Direct sampling¶
Imagine I have a uniform random number generator giving number according to
\begin{equation*} \pi_\mathrm{uni}(x) = \begin{cases} 1 & \text{for} \quad 0 \le x < 1 \\ 0 & \text{otherwise} \end{cases} \end{equation*}
numpy.random.rand()generates such numbers.How do I generate new distribution functions?
In some cases, this can be done and independent random variable are obtained.
Tower sampling¶
Tower sampling allows to sample a discrete distribution.
We want to pick a number $\{1, 2, \ldots, n\}$ with corresponding probabilities $\{ \pi_1, \pi_2, \ldots, \pi_n \}$.
Construct the cumulative distribution $\Pi_\ell = \sum_{i=1}^\ell \pi_i$ for $0 \le \ell \le n$. We have $\Pi_n = 1$.
Draw a uniform random number $\mu$ in $[0, 1[$.
Find $k$ such that $\Pi_{k-1} \le \mu < \Pi_k$.
The $k$'s are distributed according to $\pi_k$.
Below is a simple implementation of tower sampling.

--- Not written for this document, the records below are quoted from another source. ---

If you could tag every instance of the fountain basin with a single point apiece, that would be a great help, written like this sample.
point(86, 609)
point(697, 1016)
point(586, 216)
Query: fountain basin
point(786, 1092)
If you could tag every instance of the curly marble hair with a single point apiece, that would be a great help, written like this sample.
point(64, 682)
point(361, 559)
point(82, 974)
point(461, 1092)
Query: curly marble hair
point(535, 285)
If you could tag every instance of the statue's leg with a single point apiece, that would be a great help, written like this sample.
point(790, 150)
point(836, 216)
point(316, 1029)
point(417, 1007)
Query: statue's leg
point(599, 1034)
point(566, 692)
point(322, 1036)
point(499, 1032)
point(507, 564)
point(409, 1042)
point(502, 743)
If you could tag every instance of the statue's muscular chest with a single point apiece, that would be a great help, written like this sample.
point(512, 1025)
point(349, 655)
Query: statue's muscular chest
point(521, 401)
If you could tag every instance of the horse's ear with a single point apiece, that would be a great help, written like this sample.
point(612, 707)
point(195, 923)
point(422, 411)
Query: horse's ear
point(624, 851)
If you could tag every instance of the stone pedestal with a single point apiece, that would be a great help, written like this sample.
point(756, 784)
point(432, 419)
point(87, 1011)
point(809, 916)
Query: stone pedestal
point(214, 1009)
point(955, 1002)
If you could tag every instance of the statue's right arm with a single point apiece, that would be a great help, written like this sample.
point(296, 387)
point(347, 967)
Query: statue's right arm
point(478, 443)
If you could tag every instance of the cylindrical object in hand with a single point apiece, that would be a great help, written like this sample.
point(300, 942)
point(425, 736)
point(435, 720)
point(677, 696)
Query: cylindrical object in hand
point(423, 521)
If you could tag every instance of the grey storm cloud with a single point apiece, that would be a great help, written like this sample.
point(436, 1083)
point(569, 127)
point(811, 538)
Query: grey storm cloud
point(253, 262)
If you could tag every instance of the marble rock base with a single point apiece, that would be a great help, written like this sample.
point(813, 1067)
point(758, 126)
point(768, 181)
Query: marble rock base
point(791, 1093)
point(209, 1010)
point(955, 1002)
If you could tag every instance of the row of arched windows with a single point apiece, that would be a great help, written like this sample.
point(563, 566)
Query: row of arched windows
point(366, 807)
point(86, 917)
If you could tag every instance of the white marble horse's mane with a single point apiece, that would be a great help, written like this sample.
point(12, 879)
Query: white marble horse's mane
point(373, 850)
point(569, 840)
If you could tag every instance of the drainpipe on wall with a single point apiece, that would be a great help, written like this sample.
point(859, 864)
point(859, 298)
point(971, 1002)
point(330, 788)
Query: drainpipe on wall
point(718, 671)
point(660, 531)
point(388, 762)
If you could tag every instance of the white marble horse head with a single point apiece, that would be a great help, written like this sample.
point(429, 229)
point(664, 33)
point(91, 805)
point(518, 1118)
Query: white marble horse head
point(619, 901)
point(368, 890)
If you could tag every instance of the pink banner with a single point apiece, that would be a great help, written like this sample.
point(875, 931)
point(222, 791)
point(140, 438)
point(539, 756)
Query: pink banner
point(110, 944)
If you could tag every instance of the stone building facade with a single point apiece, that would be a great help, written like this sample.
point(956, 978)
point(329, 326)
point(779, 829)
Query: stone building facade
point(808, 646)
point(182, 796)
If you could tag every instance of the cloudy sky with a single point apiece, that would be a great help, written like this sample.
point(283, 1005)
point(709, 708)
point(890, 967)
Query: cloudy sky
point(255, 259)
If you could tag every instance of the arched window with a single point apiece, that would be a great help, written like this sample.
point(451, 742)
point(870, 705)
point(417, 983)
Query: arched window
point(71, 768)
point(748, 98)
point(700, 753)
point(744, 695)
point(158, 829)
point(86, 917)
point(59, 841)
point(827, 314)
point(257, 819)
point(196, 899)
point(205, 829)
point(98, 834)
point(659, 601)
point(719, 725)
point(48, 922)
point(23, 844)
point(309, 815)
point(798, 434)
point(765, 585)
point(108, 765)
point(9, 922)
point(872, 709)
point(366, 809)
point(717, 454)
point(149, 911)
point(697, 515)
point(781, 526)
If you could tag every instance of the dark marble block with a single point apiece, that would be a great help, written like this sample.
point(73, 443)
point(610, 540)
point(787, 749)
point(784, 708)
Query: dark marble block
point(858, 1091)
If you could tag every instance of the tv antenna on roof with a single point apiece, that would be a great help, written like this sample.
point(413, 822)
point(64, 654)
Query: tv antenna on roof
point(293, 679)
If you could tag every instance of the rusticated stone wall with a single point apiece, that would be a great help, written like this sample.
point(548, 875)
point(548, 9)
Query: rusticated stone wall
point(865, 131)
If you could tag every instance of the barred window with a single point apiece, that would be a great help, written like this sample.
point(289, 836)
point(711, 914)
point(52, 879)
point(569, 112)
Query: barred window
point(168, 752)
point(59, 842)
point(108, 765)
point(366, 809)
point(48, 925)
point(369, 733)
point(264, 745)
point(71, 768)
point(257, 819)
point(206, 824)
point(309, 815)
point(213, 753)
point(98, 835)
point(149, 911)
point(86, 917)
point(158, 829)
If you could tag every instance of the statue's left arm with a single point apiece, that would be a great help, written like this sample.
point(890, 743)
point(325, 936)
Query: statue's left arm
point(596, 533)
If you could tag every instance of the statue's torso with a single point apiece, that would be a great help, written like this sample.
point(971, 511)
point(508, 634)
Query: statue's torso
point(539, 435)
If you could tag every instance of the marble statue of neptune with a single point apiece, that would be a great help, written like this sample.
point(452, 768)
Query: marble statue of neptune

It can be improved by sorting the $\pi_i$.
def tower_sampling(π):
Π = np.cumsum(π) # cumulative sum
μ = np.random.rand() # random number in [0,1[
k = 0
while True: # find k
if Π[k] > μ: break
k = k+1
return k+1
π = [0.2, 0.1, 0.4, 0.15, 0.15]
n_samples = 2**14
samples = [tower_sampling(π) for i in range(n_samples)]
Continuous distribution¶
Let's try to extend the tower sampling to continuous distributions. Discrete indices become continuous varialbles
\begin{equation*} \{k, \pi_k\} \quad \to \quad \{x,\pi(x)\} \end{equation*}
Cumulative distribution function
\begin{equation*} \Pi_k \quad \to \quad \Pi(x) = \int_{-\infty}^x \pi(y) dy \end{equation*}
Draw a uniform random number $\mu \in [0, 1[$.
The original condition to find $k$ such that $\Pi_{k-1} \le \mu < \Pi_k$ now becomes finding $x$ such that $\Pi(x) = \mu$, i.e.
\begin{equation*} x = \Pi^{-1}(\mu) \end{equation*}
The sampled $x$'s are distributed according to $\pi(x)$.
Unfortunately it is usually very difficult to find $\Pi^{-1}$.
Example (trivial)¶
Let's start from a very simple example, a uniform distribution over $[a, b[$
\begin{equation*} \pi(x) = \begin{cases} \frac{1}{b-a} & \text{for} \quad a \le x < b \\ 0 & \text{otherwise} \end{cases} \end{equation*}
The cumulative distribution function is
\begin{equation*} \Pi(x) = \int_a^x \pi(y) dy = \frac{x - a}{b - a} \qquad \Pi^{-1}(\mu) = a + (b-a) \mu \end{equation*}
$x$ will be sampled according to $\pi(x)$ if it is computed from a uniform $\mu \in [0,1[$ with
\begin{equation*} x = a + (b-a) \mu \end{equation*}
Example¶
Let us try to sample the exponential distribution for $x \ge 0$
\begin{equation*} \pi(x) = \lambda \mathrm{e}^{-\lambda x} \end{equation*}
The cumulative distribution function is
\begin{equation*} \Pi(x) =\int_0^x \pi(y) dy = \left.-\mathrm{e}^{-\lambda y} \right \rvert_0^x = 1 - \mathrm{e}^{-\lambda x} \qquad \Pi^{-1}(\mu) = -\frac{1}{\lambda} \ln(1 - \mu) \end{equation*}
The distributions of $1-\mu$ and $\mu$ are the same, so we can sample $x$ using
\begin{equation*} x = -\frac{1}{\lambda} \ln(\mu) \end{equation*}
λ = 0.5
n_samples = 2**14
samples = -np.log(np.random.rand(n_samples)) / λ
Summary¶
Similar tricks allow to generate the most common simple distributions, such as the normal distribution, etc.
Generators for these distributions are available in libraries, e.g.
numpy.random.The values are all independent and often the generation is fast.
However, one must be able to invert the cumulative distribution function, which is in general very difficult.